We all have a past. And that past affects who we are today. Some of us look back on an idyllic childhood, and some still bear the scars of hurts suffered. Some of us were raised with siblings, some weren’t. Some of us dealt with the pain of our parents’ divorce, while some grew up in healthy, intact families. Some knew early on the insecurity of money woes, and some grew up without a financial care in the world.
Most of us unknowingly project our relationships with our parents onto our relationship with our spouse. For instance, if nothing you ever did was good enough for your dad, you might have a hard time taking even the slightest criticism from your husband. But the opposite is also true! If your mother thought you could do no wrong, you might have trouble accepting it when your wife points out an area in which you could improve.
I’m a big believer in Christian counseling, especially if your past includes some of these serious hurts: divorce, abandonment, abuse (of any kind), or severe financial insecurity. We could all use help from time to time in identifying our sore spots and learning new ways to deal with them effectively.

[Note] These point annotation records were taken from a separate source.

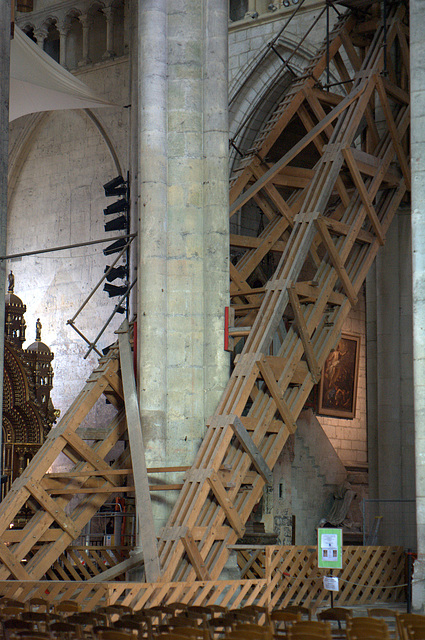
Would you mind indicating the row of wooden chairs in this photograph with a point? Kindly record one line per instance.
(118, 622)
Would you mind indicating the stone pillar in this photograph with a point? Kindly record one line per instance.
(183, 261)
(390, 393)
(5, 15)
(417, 68)
(152, 238)
(63, 32)
(40, 35)
(216, 200)
(86, 23)
(109, 15)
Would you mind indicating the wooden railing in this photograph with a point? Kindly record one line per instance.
(369, 575)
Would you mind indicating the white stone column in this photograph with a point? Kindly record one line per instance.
(86, 23)
(40, 35)
(417, 67)
(5, 15)
(183, 243)
(63, 32)
(109, 15)
(216, 200)
(153, 230)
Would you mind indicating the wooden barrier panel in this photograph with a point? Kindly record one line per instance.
(370, 575)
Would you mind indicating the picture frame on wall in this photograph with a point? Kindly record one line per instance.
(339, 380)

We all have a present reality. We have hopes and dreams for ourselves, and when those dreams don’t become a reality, it can hit us hard. When we married, the plan was for my husband to go to medical school and eventually become a radiologist. Our reality during that first year of marriage was that he didn’t make it into med school on the first try, got discouraged, and went into another line of work entirely. Our challenge was to accept our present reality and work through that disappointment together.
Many couples struggle with infertility and don’t get to live out the life they’ve planned together (at least not on their timetable). Their challenge is to believe in and celebrate the fact that they became a “family” the day they married each other, regardless of whether they ever get to add children to the mix.

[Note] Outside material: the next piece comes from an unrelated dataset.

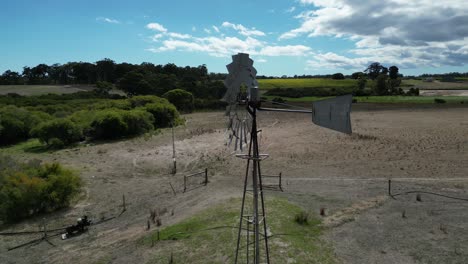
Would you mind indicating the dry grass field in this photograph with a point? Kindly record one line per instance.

And one of the harsher realities is that the person you’re married to – for at least the first few years – is a relative “rookie” in the realm of marriage. Ladies, we can’t expect our husbands to be the tender, understanding mind-readers that it seems like our dads are after decades of marriage. And guys, your mom might have had the gift of keeping a lot of plates spinning without ever seeming to break a sweat, but those skills take time to cultivate. Our challenge is to accept each other right where we are without demanding perfection.
We all have a future. And just like your present might not resemble the plans you had envisioned, your future might look quite different, as well. I can honestly say that God has blessed our marriage far beyond what I could ask or imagine (Ephesians 3:20). But I also know after 29 years of marriage that it could all change tomorrow.
Car accidents happen.
Jobs are lost.
Bad diagnoses are received.
Children make harmful choices.
We don’t know what our futures hold, but we can determine whose hand we’ll be holding as we walk through those future circumstances. When you stood before the minister, your family, and friends, you promised to hold the hand of your spouse. His hand from the past, his hand in the present, and his hand into the future.